This New York Times article simply reminds me to keep in check how easy it is to judge someone else’s situation with one quick glance. Here, a mother rapidly gets swept up with selling heroin from her Staten Island home, and four months later she’s in jail at Rikers Island awaiting sentencing. This is not to condone that selling drugs is OK if your life has hit hard times. It’s more to take into consideration the specific reasons for why one has gotten there, and to acknowledge that jails or prisons need to treat those reasons, too, not just control the punishments.
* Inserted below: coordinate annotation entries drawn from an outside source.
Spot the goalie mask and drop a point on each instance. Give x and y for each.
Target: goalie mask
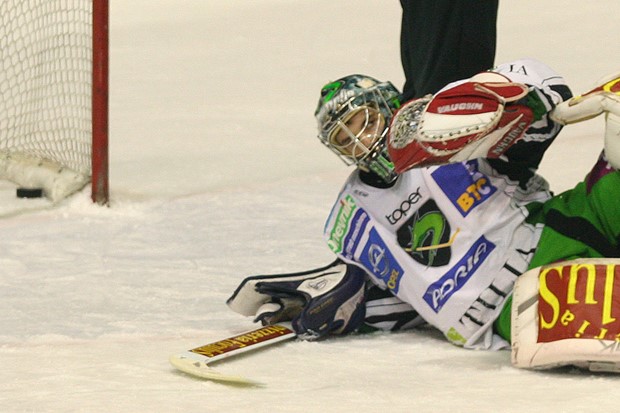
(353, 116)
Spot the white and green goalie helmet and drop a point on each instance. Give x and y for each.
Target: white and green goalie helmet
(353, 117)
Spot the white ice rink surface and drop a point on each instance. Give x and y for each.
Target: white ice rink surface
(216, 175)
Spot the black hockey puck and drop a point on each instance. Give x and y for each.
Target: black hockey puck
(29, 192)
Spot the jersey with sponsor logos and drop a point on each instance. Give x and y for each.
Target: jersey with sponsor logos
(451, 240)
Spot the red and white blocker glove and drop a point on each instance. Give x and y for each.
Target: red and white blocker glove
(479, 118)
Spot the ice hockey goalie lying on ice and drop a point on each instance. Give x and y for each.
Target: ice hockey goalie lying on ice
(445, 212)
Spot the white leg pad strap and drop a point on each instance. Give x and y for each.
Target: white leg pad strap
(568, 314)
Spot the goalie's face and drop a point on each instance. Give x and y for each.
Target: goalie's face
(358, 133)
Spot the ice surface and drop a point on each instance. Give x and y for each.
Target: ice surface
(216, 175)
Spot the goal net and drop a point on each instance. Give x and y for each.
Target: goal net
(51, 52)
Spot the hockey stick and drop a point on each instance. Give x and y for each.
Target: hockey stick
(197, 361)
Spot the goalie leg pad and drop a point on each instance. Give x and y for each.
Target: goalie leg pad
(568, 313)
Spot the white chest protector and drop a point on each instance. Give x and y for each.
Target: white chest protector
(449, 240)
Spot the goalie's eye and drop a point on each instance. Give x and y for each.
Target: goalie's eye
(357, 132)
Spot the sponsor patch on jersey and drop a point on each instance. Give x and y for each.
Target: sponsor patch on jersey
(341, 224)
(464, 185)
(438, 293)
(356, 230)
(377, 258)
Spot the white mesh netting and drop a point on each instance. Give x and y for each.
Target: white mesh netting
(45, 85)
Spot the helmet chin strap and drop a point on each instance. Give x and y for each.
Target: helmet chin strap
(380, 164)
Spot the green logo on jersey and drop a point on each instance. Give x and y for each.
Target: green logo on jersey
(426, 235)
(342, 223)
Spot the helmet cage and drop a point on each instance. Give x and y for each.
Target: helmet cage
(357, 147)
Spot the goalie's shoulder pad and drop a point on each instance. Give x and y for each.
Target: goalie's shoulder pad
(568, 313)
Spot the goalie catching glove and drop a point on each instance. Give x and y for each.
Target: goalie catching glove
(328, 300)
(479, 118)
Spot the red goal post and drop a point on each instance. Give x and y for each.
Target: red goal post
(54, 96)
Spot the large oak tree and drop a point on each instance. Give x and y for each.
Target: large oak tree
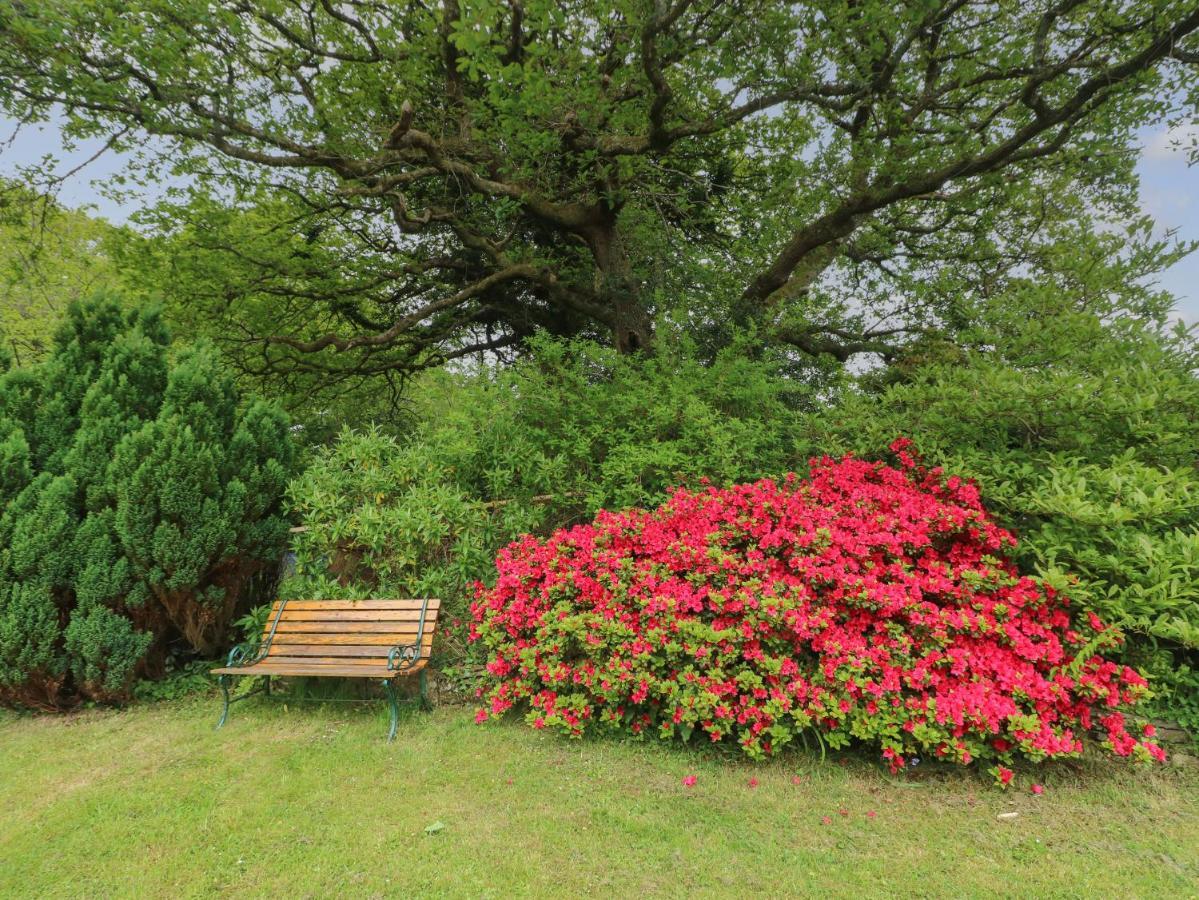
(379, 186)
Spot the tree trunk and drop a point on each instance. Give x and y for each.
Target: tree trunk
(620, 290)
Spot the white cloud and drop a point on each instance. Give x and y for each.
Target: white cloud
(1170, 143)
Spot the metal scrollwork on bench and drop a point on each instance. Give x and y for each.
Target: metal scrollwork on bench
(247, 654)
(404, 656)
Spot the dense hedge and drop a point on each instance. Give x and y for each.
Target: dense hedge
(1085, 446)
(867, 603)
(139, 495)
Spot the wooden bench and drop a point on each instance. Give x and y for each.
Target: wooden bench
(339, 639)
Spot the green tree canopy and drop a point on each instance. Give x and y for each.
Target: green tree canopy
(384, 186)
(49, 257)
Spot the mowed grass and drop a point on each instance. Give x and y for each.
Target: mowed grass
(309, 801)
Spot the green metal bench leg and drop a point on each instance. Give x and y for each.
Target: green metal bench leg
(390, 687)
(224, 689)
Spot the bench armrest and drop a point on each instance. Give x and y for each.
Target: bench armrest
(403, 657)
(246, 654)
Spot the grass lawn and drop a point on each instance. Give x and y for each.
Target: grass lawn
(309, 801)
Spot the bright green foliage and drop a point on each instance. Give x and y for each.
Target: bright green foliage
(49, 255)
(570, 430)
(1084, 442)
(139, 499)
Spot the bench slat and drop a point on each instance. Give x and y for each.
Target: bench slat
(383, 640)
(288, 627)
(366, 605)
(344, 650)
(307, 668)
(341, 615)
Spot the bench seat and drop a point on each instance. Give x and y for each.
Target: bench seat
(339, 639)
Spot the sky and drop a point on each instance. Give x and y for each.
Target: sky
(1169, 188)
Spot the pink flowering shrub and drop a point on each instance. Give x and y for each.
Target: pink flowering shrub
(865, 603)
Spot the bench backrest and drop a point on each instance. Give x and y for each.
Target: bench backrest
(349, 632)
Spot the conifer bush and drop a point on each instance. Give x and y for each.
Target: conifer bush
(138, 496)
(867, 603)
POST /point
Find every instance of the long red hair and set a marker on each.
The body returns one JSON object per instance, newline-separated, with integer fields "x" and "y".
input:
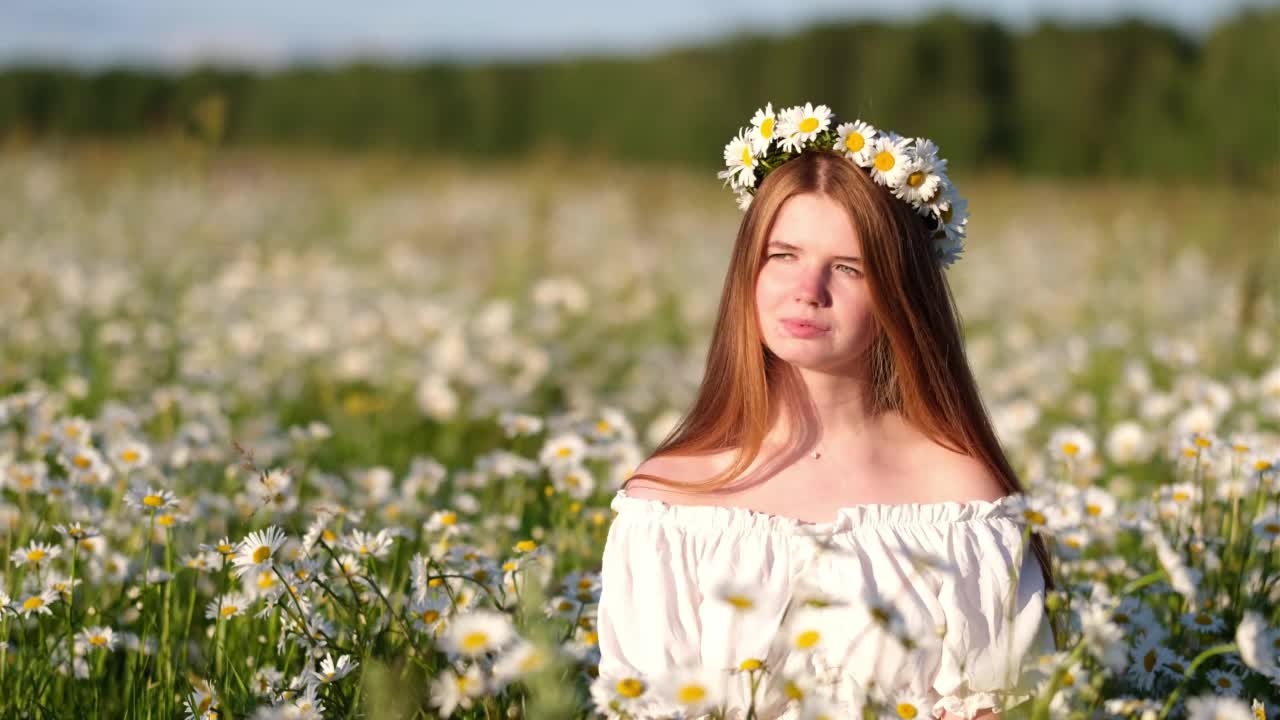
{"x": 918, "y": 365}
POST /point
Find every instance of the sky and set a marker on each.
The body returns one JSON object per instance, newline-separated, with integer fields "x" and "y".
{"x": 275, "y": 32}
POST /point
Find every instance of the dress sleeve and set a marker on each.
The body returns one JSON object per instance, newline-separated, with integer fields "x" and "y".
{"x": 992, "y": 638}
{"x": 648, "y": 615}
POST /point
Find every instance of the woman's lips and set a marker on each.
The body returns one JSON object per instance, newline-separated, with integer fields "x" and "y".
{"x": 803, "y": 328}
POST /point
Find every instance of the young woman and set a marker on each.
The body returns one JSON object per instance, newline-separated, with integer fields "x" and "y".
{"x": 833, "y": 524}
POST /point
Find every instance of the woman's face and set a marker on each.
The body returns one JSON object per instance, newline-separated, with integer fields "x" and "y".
{"x": 813, "y": 273}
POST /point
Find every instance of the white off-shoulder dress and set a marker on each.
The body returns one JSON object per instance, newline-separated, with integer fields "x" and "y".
{"x": 947, "y": 570}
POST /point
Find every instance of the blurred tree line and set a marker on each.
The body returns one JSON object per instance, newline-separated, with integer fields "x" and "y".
{"x": 1121, "y": 99}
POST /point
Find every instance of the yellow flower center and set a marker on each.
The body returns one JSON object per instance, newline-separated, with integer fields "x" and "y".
{"x": 630, "y": 687}
{"x": 691, "y": 693}
{"x": 474, "y": 642}
{"x": 808, "y": 638}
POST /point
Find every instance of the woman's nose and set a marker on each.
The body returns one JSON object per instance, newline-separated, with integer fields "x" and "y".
{"x": 810, "y": 286}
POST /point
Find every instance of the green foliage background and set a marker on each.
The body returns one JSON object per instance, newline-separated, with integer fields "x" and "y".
{"x": 1120, "y": 99}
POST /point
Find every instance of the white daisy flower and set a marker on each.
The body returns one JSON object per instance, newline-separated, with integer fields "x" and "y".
{"x": 955, "y": 219}
{"x": 150, "y": 500}
{"x": 1208, "y": 707}
{"x": 1255, "y": 642}
{"x": 890, "y": 160}
{"x": 97, "y": 638}
{"x": 375, "y": 545}
{"x": 333, "y": 670}
{"x": 131, "y": 455}
{"x": 520, "y": 660}
{"x": 37, "y": 604}
{"x": 694, "y": 689}
{"x": 923, "y": 178}
{"x": 35, "y": 554}
{"x": 256, "y": 551}
{"x": 799, "y": 126}
{"x": 451, "y": 691}
{"x": 562, "y": 449}
{"x": 762, "y": 128}
{"x": 1070, "y": 443}
{"x": 855, "y": 141}
{"x": 227, "y": 606}
{"x": 1224, "y": 683}
{"x": 478, "y": 632}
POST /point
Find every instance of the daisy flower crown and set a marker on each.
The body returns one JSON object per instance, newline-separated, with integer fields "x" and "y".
{"x": 909, "y": 167}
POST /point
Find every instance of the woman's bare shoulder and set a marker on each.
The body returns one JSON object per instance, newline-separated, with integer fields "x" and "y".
{"x": 676, "y": 468}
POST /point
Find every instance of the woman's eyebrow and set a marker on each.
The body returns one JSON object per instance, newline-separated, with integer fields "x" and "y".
{"x": 789, "y": 246}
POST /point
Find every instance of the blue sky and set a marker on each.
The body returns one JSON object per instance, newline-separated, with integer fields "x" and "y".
{"x": 273, "y": 32}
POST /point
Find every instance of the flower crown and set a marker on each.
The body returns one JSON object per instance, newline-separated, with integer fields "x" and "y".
{"x": 908, "y": 167}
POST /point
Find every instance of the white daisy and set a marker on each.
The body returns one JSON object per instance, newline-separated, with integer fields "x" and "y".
{"x": 333, "y": 670}
{"x": 1208, "y": 707}
{"x": 97, "y": 638}
{"x": 478, "y": 632}
{"x": 855, "y": 141}
{"x": 227, "y": 606}
{"x": 923, "y": 178}
{"x": 762, "y": 128}
{"x": 520, "y": 660}
{"x": 801, "y": 124}
{"x": 890, "y": 162}
{"x": 1255, "y": 642}
{"x": 37, "y": 604}
{"x": 375, "y": 545}
{"x": 35, "y": 554}
{"x": 131, "y": 455}
{"x": 150, "y": 500}
{"x": 255, "y": 552}
{"x": 451, "y": 691}
{"x": 695, "y": 689}
{"x": 740, "y": 158}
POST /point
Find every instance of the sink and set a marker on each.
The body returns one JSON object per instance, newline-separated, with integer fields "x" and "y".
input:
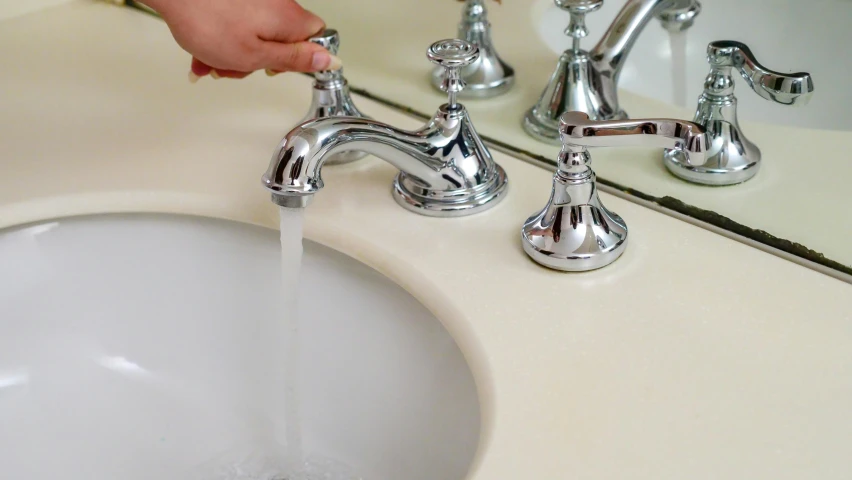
{"x": 124, "y": 345}
{"x": 757, "y": 23}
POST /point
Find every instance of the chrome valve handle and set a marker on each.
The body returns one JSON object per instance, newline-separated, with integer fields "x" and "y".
{"x": 732, "y": 158}
{"x": 445, "y": 170}
{"x": 680, "y": 15}
{"x": 452, "y": 55}
{"x": 587, "y": 81}
{"x": 489, "y": 75}
{"x": 331, "y": 97}
{"x": 575, "y": 232}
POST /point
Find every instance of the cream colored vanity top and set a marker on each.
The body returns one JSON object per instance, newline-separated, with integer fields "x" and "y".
{"x": 800, "y": 190}
{"x": 693, "y": 356}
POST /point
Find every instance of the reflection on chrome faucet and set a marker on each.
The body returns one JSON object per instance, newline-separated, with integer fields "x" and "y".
{"x": 575, "y": 232}
{"x": 331, "y": 96}
{"x": 732, "y": 158}
{"x": 588, "y": 81}
{"x": 445, "y": 169}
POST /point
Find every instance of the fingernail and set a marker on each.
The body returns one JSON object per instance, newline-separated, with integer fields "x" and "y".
{"x": 325, "y": 61}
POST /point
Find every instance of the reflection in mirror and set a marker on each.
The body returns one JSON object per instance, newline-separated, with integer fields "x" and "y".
{"x": 663, "y": 76}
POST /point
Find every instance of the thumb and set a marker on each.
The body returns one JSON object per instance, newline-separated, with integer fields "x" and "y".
{"x": 306, "y": 57}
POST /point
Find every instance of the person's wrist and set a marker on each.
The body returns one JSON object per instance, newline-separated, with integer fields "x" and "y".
{"x": 159, "y": 6}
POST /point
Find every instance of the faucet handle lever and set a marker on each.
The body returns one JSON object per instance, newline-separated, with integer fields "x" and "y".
{"x": 787, "y": 89}
{"x": 578, "y": 10}
{"x": 452, "y": 55}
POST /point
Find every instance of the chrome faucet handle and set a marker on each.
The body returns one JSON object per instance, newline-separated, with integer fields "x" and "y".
{"x": 578, "y": 10}
{"x": 784, "y": 88}
{"x": 733, "y": 158}
{"x": 331, "y": 97}
{"x": 328, "y": 39}
{"x": 575, "y": 232}
{"x": 489, "y": 75}
{"x": 452, "y": 55}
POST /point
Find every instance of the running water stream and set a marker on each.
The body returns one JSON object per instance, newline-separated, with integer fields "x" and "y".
{"x": 677, "y": 43}
{"x": 287, "y": 398}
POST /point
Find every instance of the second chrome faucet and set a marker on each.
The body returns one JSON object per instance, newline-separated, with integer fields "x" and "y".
{"x": 444, "y": 168}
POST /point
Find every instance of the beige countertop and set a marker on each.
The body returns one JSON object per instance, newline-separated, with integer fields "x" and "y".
{"x": 693, "y": 356}
{"x": 799, "y": 195}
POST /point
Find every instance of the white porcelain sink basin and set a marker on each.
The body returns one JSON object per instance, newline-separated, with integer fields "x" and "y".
{"x": 124, "y": 343}
{"x": 785, "y": 35}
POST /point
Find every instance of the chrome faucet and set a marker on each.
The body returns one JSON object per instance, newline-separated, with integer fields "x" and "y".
{"x": 588, "y": 81}
{"x": 489, "y": 75}
{"x": 575, "y": 232}
{"x": 331, "y": 96}
{"x": 445, "y": 169}
{"x": 732, "y": 157}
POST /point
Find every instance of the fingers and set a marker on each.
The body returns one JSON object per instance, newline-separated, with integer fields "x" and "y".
{"x": 303, "y": 57}
{"x": 216, "y": 73}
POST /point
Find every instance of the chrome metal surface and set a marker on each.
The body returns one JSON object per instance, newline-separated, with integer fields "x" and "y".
{"x": 575, "y": 232}
{"x": 732, "y": 158}
{"x": 445, "y": 169}
{"x": 588, "y": 81}
{"x": 489, "y": 75}
{"x": 331, "y": 96}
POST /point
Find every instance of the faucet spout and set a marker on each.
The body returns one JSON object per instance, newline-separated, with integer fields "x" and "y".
{"x": 588, "y": 81}
{"x": 445, "y": 169}
{"x": 609, "y": 55}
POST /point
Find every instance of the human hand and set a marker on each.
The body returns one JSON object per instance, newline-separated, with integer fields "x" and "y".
{"x": 233, "y": 38}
The situation reminds me that though we can’t control what happens when we are growing up and into early adulthood, we are forever shaped by family interactions, the good and the bad—the things we see, the things we do, and the things done to us. They do not leave us, not willfully.
From the piece:
Ms. Sperring’s fall from life as a suburban mom and a wife played out with dizzying speed. By the end, her modest condominium was a locus for a borough’s ravenous heroin demand. Dealers set up there; Staten Island’s bands of addicts, linked by word of mouth and cellphone connections, descended en masse; the police followed.
The deaths left Ms. Sperring reeling. “Everyone went back to their normal lives,” she said, “and I was like, ‘How could you do that? My aunt’s not here anymore.’ ”
“I went crazy,” she added. “I was drinking, getting high.” She sold her jewelry for money to buy cocaine. When that was gone, she turned to her daughter’s. “She stole my tennis bracelet,” Ms. Potter said. It was engraved, a gift from her mother.
Life in jail has frayed her nerves. But without the heroin, she said she feels healthy again, staying busy with drug treatment programs, classes, a job in the jail and church services.
What seems to frighten her most is the prospect of getting out. She has no idea where she will stay. She hopes her ex-husband helps her so she can rent a room somewhere. Asked if she would contact Mr. Patterson, she paused for several beats.